- Born: 12 December 1977 (age 47) Buenos Aires, Argentina
- Genres: Pop;
- Occupations: Singer; songwriter; activist;
- Years active: 2002–present
- Labels: BMG; NTK;

= Emanuel Ntaka =

Argentine musician and activist

Emanuel Ntaka (born 12 December 1977) is an Argentine singer, songwriter and activist. He was a member of the pop boyband Mambrú, formed in 2002 in the second series of the Argentine reality TV competition Popstars.

==Early life==
Ntaka was born on 12 December 1977 in Buenos Aires, Argentina. His father was Blues Ntaka (1935–2001), a South African anti-apartheid activist and musician. His mother was Antonia Scarpati, an Argentine from Santiago del Estero. The two met while Ntaka was touring, while in exile, in Italy. Emanuel has two older siblings, both of whom were born in Italy.

He followed his father's footsteps in pursuing a musical career, enrolling at the Escuela Nacional de Música Juan Pedro Esnaola, later following up his professional studies at the Conservatorio Superior de Música Manuel de Falla. Before reaching success, Ntaka worked as a barman at a salsa bar in Buenos Aires.

==Musical career==
Before 2002, Ntaka formed part of a band by the name of Living Covers. In 2002, he participated in the second series of the Argentine reality TV competition Popstars. The first series, released the year prior, had already resulted in the formation of the successful girl group Bandana; the second series set out to form an all-male pop group to match Bandana's success. As part of the programme's selection process, Ntaka underwent training in choreography, professional recording and fitness coaching.

Ntaka was one of the five (and the eldest) selected members of what would become Mambrú. The group's debut album, released in October 2002, had become a triple platinum record by 2003. During the following years, Mambrú became one of the most successful pop acts in Argentina, embarking on a Latin American tour and releasing two more albums: Creciendo (2003) and Mambrú 3 (2005). The group received a number of accolades, including three Gardel Awards and a Martín Fierro Award. They played in every single Argentine province, in a tour that spanned 2004–2005. Their aim was to 'sing to the entire country', and local bands were recruited to work as supporting artists in their various hometowns.

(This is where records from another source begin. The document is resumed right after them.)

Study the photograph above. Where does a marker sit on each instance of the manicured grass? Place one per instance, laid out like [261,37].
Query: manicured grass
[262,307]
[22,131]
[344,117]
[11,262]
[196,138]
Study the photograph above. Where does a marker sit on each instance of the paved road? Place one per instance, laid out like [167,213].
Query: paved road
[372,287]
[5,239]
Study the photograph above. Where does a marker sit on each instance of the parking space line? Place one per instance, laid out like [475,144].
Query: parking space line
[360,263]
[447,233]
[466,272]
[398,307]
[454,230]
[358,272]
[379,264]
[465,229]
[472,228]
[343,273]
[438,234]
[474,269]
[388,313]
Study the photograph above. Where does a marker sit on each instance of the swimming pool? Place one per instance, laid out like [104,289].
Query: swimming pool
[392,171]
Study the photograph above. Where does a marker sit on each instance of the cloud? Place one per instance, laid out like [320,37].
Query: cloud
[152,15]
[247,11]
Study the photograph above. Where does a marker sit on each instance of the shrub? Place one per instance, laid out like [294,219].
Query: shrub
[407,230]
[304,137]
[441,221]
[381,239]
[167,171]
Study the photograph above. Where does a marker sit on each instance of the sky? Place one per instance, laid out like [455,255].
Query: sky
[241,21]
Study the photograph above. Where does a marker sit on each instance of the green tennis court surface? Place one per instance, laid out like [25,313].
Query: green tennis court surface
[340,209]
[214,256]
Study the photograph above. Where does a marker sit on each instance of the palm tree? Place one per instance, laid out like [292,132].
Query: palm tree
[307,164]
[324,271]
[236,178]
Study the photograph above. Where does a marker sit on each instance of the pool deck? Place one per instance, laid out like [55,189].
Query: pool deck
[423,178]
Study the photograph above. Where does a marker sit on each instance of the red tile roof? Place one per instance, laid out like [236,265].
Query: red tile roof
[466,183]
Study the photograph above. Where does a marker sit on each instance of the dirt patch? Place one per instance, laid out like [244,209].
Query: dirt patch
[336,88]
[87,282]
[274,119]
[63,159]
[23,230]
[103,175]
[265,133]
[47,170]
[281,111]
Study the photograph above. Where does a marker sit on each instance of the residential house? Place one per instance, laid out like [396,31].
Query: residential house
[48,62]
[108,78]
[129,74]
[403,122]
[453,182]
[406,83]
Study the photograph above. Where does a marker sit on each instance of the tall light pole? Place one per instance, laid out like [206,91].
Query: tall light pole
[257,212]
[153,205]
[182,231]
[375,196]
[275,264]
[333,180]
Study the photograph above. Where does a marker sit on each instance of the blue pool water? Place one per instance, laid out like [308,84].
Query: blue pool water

Despite their success, Mambrú separated as a group in August 2005. Milton Amadeo had already split from the group, pursuing a solo career, in 2003.

Following his departure from Mambrú, Ntaka launched his solo career, releasing an album in 2009 by the name of No pares, shifting his influences from pop rock to a more traditional sound informed by African influences. He would go on to launch his own record label, NTK Records. In 2014, he produced the album Sonidos negros en Argentina, released under NTK.

==Activism==
Since the beginning of his solo career, Ntaka has sought to raise awareness of Afro-Argentine music and culture. In 2016, he was appointed as coordinator of the Afro Culture Programme, part of the Directorate of Socio-cultural Programmes at the Argentine ministry of culture. The programme grants financial support and promotes cultural projects developed by Afro-Argentines.